“The scientist, if he is to be more than a plodding gatherer of bits of information, needs to exercise an active imagination. The scientists of the past whom we now recognize as great are those who were gifted with transcendental imaginative powers, and the part played by the imaginative faculty of his daily life is as least as important for the scientist as it is for the worker in any other field—much more important than for most. A good scientist thinks logically and accurately when conditions call for logical and accurate thinking—but so does any other good worker when he has a sufficient number of well-founded facts to serve as the basis for the accurate, logical induction of generalizations and the subsequent deduction of consequences.” — Linus Pauling
Linus Pauling considered himself equal to the everyday working man (or woman).
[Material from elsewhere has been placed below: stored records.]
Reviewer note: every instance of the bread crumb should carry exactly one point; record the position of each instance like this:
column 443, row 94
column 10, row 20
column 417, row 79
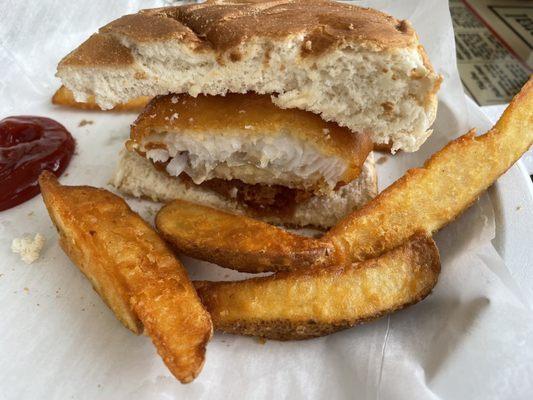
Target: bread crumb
column 29, row 249
column 84, row 122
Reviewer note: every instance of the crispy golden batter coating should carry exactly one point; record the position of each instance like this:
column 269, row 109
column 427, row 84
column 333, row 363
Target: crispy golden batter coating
column 322, row 300
column 192, row 228
column 223, row 27
column 133, row 270
column 424, row 199
column 64, row 97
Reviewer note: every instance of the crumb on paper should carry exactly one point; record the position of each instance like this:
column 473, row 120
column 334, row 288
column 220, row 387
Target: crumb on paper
column 84, row 122
column 381, row 160
column 28, row 248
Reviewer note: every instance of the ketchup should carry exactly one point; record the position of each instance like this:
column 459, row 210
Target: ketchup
column 28, row 146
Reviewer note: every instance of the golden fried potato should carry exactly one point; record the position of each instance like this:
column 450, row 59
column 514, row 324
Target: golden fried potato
column 244, row 244
column 428, row 198
column 64, row 97
column 319, row 301
column 424, row 199
column 133, row 270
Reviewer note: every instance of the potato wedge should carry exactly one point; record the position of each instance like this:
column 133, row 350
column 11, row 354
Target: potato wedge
column 133, row 270
column 428, row 198
column 64, row 97
column 319, row 301
column 424, row 199
column 194, row 230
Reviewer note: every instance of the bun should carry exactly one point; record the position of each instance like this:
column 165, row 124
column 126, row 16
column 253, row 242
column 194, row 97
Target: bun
column 137, row 177
column 355, row 66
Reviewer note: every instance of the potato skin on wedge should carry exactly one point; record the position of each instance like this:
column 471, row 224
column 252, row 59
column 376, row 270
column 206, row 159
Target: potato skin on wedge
column 64, row 97
column 238, row 242
column 319, row 301
column 133, row 270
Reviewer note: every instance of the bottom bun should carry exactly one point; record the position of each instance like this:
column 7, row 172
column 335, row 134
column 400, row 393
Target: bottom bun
column 137, row 177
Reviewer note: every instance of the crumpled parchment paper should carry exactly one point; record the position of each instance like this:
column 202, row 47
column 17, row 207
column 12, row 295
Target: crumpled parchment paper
column 471, row 339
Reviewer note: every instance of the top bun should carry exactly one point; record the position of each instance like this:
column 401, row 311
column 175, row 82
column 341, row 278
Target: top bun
column 355, row 66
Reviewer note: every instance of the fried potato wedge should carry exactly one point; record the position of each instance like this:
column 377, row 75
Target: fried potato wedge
column 428, row 198
column 64, row 97
column 242, row 243
column 319, row 301
column 133, row 270
column 424, row 199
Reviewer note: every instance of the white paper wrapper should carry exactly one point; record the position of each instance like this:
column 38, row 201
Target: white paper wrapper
column 472, row 338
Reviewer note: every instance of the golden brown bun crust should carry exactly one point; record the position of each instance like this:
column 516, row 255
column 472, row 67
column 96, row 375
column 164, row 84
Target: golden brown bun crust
column 223, row 27
column 251, row 115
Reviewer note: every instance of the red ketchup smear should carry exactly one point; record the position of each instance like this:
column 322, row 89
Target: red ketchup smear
column 28, row 146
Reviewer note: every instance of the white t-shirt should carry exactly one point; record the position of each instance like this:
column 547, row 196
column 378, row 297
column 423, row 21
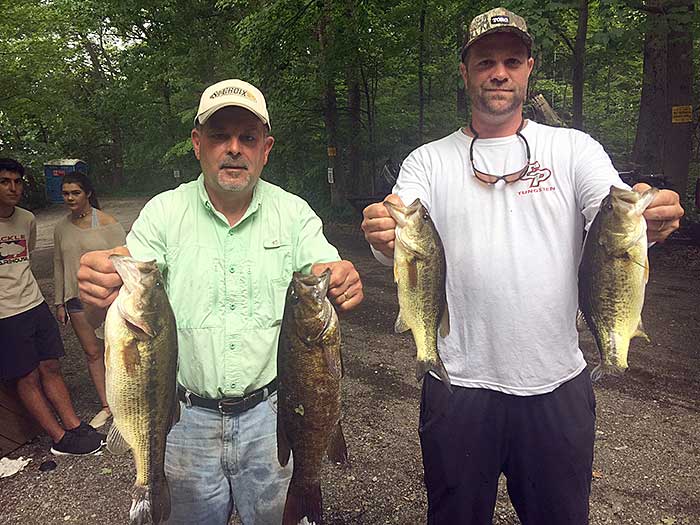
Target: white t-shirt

Imagination, logical thinking and hard work are important for the scientist and the blue or white collar employees alike. Born February 28, 1901, Linus was the only person to have won two unshared Nobel Prizes. That’s right, he didn’t have to share the prize money for either of those Nobel’s – quite a feat. 1954 saw him win a Nobel for chemistry while again in 1962 he won another Nobel, this one was the Peace Prize.
Linus Pauling introduced the concept of electronegativity and determined the cause of sickle-cell anemia from a molecular viewpoint (it is caused by an abnormal protein). From this work he became known as the father of molecular biology. He accomplished an astounding amount of significant work over his lifetime including, through his ‘baby tooth study‘, determining the harmful effects of above-ground nuclear testing. This work led to the Partial Test Ban Treaty signed by both the U.S. and Soviet Union in 1963. Although his reputation suffered a setback with his faulty research into the effectiveness of high doses of Vitamin C for curing the common cold and cancer, his tremendous achievements in chemistry, physics and medicine can not be overlooked as a testament to his importance as a scientist.